La notion d’identité juive est toujours là, mais elle exhibe une couleur de plus en plus pâle. Espérer en diaspora, hors des milieux orthodoxes, une plus forte prégnance culturelle et identitaire du Nous communautaire sur le Nous ambiant de la société, est illusoire. Croire par exemple qu’à Montréal, le Nous séfarade va pouvoir pleinement répondre à la quête existentielle de sens et d’identité des jeunes juifs montréalais d’ascendance séfarade, c’est croire que le mythe et le folklore sont plus forts que les attraits de la société ouverte.
Qu’on le regrette ou qu’on y soit indifférent, partout les communautés juives diasporiques sont sur une trajectoire descendante, en proportion directe du degré d’ouverture de la société à leur égard. On objectera qu’à Montréal c’est faux, vu le succès des écoles juives, plus de 50% des enfants juifs montréalais y sont inscrits, en plus grande proportion aujourd’hui que dans les années 70 et davantage que dans toute autre grande métropole américaine. Je crois que ce phénomène montréalais est influencé en bonne partie par les facteurs suivants : la volonté de beaucoup de parents ignorants de la vie juive de confier à d’autres le maintien d’un minimum d’identité juive, le désir d’écoles privées de qualité à un coût très supportable, allant jusqu’à la gratuité pour les plus démunis, ce qui attire nombre de parents essentiellement indifférents à la religion mais désirant maintenir un certain ancrage communautaire.

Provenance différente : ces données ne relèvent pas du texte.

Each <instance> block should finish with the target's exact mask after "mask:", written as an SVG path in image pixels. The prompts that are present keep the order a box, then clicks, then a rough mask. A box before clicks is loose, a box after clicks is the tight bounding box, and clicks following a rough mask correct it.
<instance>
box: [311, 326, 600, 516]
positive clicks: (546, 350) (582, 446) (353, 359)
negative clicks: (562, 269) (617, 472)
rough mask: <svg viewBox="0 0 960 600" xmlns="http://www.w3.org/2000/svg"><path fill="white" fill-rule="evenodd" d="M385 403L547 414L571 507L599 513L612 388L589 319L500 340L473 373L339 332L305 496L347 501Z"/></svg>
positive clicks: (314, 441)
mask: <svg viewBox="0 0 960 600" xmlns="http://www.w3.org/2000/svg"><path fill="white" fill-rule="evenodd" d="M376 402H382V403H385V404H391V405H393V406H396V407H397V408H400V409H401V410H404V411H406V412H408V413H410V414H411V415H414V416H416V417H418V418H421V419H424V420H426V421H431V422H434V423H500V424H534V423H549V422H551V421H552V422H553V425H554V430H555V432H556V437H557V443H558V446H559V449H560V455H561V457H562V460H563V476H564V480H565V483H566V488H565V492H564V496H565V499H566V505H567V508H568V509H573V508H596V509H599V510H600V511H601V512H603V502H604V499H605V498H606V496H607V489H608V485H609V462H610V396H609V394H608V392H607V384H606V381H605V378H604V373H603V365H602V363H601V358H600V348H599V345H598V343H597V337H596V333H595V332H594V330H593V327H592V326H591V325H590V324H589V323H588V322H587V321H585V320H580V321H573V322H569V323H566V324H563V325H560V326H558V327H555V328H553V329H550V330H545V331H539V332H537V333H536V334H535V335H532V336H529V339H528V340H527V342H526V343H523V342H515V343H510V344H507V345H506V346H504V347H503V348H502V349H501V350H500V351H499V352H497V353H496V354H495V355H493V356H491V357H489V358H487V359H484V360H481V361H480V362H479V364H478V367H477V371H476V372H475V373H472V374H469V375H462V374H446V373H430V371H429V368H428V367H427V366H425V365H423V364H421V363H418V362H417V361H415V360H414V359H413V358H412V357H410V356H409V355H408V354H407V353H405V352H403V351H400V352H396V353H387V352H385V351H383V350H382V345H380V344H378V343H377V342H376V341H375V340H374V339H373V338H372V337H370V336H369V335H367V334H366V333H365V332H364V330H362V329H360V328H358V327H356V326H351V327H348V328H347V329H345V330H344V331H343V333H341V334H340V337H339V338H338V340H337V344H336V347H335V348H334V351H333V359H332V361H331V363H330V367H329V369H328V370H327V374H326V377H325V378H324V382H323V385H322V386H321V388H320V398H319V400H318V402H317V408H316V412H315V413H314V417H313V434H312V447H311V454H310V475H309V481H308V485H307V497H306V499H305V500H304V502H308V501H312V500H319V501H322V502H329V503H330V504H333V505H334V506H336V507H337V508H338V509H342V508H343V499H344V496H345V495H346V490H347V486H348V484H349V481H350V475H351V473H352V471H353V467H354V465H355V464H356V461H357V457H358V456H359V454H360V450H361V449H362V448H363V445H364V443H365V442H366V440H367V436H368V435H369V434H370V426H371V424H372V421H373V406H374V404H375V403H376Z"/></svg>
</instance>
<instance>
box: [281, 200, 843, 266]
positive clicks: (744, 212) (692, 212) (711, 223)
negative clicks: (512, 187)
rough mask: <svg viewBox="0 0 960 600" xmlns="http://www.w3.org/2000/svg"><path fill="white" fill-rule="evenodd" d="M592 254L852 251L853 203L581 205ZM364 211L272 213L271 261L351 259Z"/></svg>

Le leadership communautaire dans toutes les grandes métropoles nord-américaines investit beaucoup d’argent pour renforcer l’identification juive des jeunes particulièrement avec Israël, le plus puissant lien fédérateur bien avant la religion, tout ceci pour maintenir la continuité juive en évitant au maximum les mariages mixtes.

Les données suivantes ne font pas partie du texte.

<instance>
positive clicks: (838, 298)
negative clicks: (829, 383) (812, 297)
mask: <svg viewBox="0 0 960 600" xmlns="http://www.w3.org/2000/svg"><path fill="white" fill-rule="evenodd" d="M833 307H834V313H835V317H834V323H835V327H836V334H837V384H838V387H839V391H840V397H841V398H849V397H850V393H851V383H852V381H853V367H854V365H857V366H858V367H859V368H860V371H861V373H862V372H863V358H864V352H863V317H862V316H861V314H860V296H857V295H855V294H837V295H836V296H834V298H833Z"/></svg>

Il est vrai qu’avec le regain marqué d’antisémitisme qu’on observe depuis quelques années dans les pays occidentaux y compris aux États-Unis, antisémitisme massivement propulsé par les minorités musulmanes grandissantes dans ces pays, la trajectoire d’intégration du Juif pourrait s’infléchir.

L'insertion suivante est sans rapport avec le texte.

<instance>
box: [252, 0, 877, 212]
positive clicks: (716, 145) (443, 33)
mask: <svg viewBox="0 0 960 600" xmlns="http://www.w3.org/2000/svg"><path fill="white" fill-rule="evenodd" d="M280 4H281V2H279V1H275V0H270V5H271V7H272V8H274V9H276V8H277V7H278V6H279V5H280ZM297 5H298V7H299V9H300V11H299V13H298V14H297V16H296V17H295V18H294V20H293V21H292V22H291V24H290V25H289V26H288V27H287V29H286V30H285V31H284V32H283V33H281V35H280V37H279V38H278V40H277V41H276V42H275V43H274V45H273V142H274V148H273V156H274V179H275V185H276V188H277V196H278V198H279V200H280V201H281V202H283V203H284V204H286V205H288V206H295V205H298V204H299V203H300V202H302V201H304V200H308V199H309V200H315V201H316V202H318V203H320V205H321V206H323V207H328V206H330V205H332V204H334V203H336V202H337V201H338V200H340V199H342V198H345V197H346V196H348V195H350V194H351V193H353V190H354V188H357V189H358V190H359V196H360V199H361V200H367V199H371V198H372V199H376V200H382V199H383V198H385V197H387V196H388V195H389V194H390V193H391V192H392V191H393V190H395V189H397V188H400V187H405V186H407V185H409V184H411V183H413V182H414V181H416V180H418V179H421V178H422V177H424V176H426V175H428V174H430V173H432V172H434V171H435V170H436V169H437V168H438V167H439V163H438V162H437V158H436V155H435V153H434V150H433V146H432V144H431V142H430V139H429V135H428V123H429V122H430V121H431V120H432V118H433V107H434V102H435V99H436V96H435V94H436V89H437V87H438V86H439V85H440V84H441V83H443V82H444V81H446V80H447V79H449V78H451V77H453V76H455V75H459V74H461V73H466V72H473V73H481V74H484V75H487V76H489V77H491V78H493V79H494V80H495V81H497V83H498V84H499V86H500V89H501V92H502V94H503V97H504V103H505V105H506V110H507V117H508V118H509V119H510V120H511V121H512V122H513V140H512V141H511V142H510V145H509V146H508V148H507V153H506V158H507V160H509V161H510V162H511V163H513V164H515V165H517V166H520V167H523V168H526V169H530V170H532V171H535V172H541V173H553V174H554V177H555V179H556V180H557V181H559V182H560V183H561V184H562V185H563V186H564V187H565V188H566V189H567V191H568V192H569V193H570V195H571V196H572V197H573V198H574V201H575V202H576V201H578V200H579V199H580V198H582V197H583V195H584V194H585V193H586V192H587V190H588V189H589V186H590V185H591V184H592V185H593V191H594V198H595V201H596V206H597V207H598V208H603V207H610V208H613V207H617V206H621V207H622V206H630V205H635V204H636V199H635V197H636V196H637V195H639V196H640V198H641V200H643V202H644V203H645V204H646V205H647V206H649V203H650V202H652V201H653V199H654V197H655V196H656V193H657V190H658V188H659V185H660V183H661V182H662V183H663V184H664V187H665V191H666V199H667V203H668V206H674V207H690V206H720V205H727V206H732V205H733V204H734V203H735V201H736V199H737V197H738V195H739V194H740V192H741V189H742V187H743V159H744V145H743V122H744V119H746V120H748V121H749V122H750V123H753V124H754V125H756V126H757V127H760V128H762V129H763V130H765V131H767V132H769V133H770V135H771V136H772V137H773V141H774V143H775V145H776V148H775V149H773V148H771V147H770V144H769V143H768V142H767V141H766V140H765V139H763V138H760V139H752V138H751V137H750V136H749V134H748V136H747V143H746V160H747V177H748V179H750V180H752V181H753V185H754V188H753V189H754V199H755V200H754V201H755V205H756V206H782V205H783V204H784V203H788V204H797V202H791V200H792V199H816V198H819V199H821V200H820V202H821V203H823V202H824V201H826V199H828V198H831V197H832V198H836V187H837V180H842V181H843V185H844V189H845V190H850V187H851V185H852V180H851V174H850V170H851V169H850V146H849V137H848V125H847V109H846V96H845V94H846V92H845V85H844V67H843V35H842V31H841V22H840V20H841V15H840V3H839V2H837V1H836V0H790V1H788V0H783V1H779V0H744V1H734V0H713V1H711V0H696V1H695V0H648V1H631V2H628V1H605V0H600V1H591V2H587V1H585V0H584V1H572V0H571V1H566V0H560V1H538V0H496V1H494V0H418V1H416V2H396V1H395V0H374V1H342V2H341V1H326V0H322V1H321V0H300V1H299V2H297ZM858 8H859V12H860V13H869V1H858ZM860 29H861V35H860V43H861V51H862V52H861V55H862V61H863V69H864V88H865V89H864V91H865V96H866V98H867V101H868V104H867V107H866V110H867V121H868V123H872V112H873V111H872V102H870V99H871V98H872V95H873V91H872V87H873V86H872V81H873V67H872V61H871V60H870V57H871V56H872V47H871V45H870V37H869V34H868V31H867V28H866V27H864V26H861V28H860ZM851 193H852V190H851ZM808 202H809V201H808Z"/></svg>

On note au sein des communautés juives tant en Europe qu’en Amérique du Nord, que la proportion d’orthodoxes et d’ultra-orthodoxe, s’accroît sensiblement du fait de deux facteurs concomitants, d’abord un taux élevé de natalité, ensuite parce que les mouvances conservatrices et libérales du judaïsme se vident lentement des deux bords d’une partie de leurs membres qui migrent soit vers plus d’orthopraxie, soit carrément vers la sortie douce.
On verra si dans les prochaines décennies, Montréal échappera à la tendance générale d’accroissement des mariages mixtes.
© Léon Ouaknine Mai 2015
Diplômé en travail social et administration publique et après avoir suivi une scolarité en science politique, Léon Ouaknine quitte la France pour le Québec en 1968. Il travaille quelques années dans des organisations associatives, avant d’œuvrer dans les réseaux de la santé et des services sociaux comme directeur général de Centre de Services Sociaux (CSSJF) d’institution communautaire (Baron de Hirsh institute), de Centre Local de Services Communautaires (CLSC Pierrefonds, CLSC René Cassin) et d’Institut universitaire. À ce titre il crée en 1994 le premier centre de recherche universitaire au Québec en gérontologie sociale, et met sur pied la « Fondation pour le Bien-Vieillir ».
Après un interlude de 5 ans comme « Principal » du Consulting santé de la firme Ernst & Young pour la France, il revient à Montréal et travaille comme consultant indépendant au Québec et en France auprès d’institutions gouvernementales, de municipalités, d’hôpitaux, d’agences régionales de santé, de mutuelles.
Il crée et dirige, en collaboration avec le professeur Claude Jasmin, le « diplôme universitaire de Qualité en Santé » à la faculté de médecine de Kremlin-Bicêtre de l’Université Paris-Sud en France.
Léon Ouaknine s’intéresse particulièrement aux problématiques touchant aux quêtes identitaires, à leurs impacts sur les fondements du « vivre-ensemble » en Occident et aux dangers de la rectitude politique dans les discours publics et universitaires.